Оттого поёт он эти песни
Вслух…"
 
   Фильм "В зоне особого внимания" первое время в клубе «крутили» довольно редко: всё-таки морская пехота в воздушно-десантных войсках всегда видела своих конкурентов. И не просто конкурентов, а более удачливых: к голубым беретам в Советском Союзе относились с большим почтением, чем к чёрным. И только после того, как к фильму досняли продолжение — "Ответный ход" с Вадимом Спиридоновым в роли капитана морской пехоты Евгения Швеца, сеансы сделались регулярными. А Балиса сослуживцы стали подкалывали вопросом, не он ли служил прототипом этого героя: и во внешности, и в характере было много общего. На что Гаяускас неизменно со смехом отвечал, что ему интересоваться девушками в звании сержанта морской пехоты уже поздно: Рита их опередила.
   А вот, оказывается, прилипла всё-таки детская песенка и лезет теперь в голову во время марш-броска.
   А марш-бросок и вправду получился совсем как в старое доброе время. Ночь, овраги, подъёмы-спуски, населенные пункты обходим с подветренной стороны, чтобы лишний раз не беспокоить честных сторожевых собак. Встречные рощи — насквозь, через подлесок, удаляться от дороги Балис не рискнул, всё-таки единственный ориентир в абсолютно незнакомой местности. К счастью, подлесок оказался не особенно густым: похоже, местные жители усиленно вырубали кустарники и молодые деревца для своих надобностей. В данной ситуации этому можно было только радоваться.
   — Бегом!
 
"И неважно,
Чем он занят,
Если он толстеть
Не станет…
А ведь он
Толстеть не станет…"
 
   Да уж, тут не растолстеешь…
   Путь до большой дороги оказался намного сложнее, чем планировалось. Началось всё, конечно, за здравие: Битый знал в окрестных горах каждую тропку, старика священника усадили на коня благородного сета и тронулись в путь. Через час Мирон начал заметно хромать. Еще через полчаса стало ясно, что по пересеченной местности он не ходок. К чести Нижниченко, он не стал строить из себя героя и без всяких споров уселся на и так груженного сверх всякой меры Ушастика. Суперпони, похоже, увеличения нагрузки даже не заметил, но это было только начало. Ещё через полчаса из сил выбился Йеми. Посадить двух человек на двужильного конька не было физической возможности, Мирону пришлось перебираться к Огустину. Коню благородного сета это категорически не понравилось, и он резко сбавил темп. Уговоры и понукания хозяина никакого эффекта не дали. Огустин применил свои способности к мысленному общению, после чего заявил, что быстрее двигаться с такой нагрузкой скакун не в состоянии. В довершение всего, вскоре после полудня зарядил мелкий нудный дождь, так же замедливший передвижение. В итоге, за день они даже не смогли добраться до тракта: быстрые весенние сумерки застали путешественников в предгорьях. К счастью, перед тем как стемнело, они успели заметить петляющую неподалеку дорогу с вершины холма.
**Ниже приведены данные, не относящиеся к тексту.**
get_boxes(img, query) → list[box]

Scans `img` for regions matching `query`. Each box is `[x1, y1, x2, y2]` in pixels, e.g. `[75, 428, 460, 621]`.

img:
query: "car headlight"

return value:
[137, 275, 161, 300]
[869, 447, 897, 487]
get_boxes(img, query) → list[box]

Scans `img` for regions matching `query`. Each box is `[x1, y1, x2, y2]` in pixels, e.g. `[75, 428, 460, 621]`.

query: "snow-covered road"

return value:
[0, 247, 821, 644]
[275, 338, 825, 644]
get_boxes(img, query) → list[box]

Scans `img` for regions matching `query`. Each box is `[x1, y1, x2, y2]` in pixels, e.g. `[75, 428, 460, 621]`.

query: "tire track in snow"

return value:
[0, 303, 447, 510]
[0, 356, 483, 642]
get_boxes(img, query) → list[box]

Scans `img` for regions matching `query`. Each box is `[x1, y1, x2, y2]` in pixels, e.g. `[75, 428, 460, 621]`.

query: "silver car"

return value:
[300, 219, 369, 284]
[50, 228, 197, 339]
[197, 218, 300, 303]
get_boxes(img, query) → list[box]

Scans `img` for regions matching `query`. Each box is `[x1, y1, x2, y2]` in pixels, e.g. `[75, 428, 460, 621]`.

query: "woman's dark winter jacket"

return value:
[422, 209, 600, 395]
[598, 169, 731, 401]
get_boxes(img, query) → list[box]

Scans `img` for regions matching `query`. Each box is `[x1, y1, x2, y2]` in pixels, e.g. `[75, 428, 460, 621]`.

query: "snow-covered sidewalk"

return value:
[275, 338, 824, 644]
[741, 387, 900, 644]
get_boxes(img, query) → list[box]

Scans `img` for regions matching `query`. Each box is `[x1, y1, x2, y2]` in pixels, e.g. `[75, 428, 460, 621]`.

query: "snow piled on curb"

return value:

   Заночевать решили в заросшей кустарником лощине, где заметить их было невозможно, если только не подобраться вплотную. Пока Мирон, Женька и Битый обустраивали лагерь, Йеми давал Балису и Сашке последние наставления о том, как вести себя в городе. По окончании инструктажа протянул небольшой свиток, перевязанный тонкой и липкой на ощупь, вероятно — просмоленной, веревкой, один из концов которой был украшен небольшой сургучной печатью.
   — Что это? — удивился Балис.
   — Читать умеешь?
   — На своём языке — умею. На вашем — не пробовал.
   — Попробуй.
   Развернув свиток, Гаяускас попытался в неровном свете небольшого костерка разобрать начертанные письмена. Тщетно. Чудесным образом приобретенное знание языка касалось только устной речи.
   — Здесь написано, что предъявитель сего, именем Балис, младший гражданин, состоит на службе у благородного сета Олуса Колины Планка и послан оным сетом в город Плесков по его, сета, делам.
   — Неплохо.
   — Лишний раз грамотой этой трясти не надо. Только если местная стража прицепится. Лучше всего никакой лишней памяти в городе о себе не оставлять.
   — Еще бы не лучше, — усмехнулся отставной капитан. — А чего только на меня одного?
   — А про Сашу скажешь: "Это со мной". Младший гражданин вполне может иметь своих слуг. Особенно подростков. Дело житейское.
   — Ясно. А почему — "младший"?
   — Так, мы с тобой это уже обсуждали. Ты сегодня кто по происхождению?
   — Оксенец, но родился в Море и родного языка не знаю.
   — Вот потому и младший, что оксенец. Старшие граждане — это коренные морриты неблагородного происхождения.
   — Ясно.
   — Больше ничего не забыл?
   Балис пожал плечами.
   — Вроде, всё помню.
   — Хорошо. Дай-ка свой кинжал на минутку.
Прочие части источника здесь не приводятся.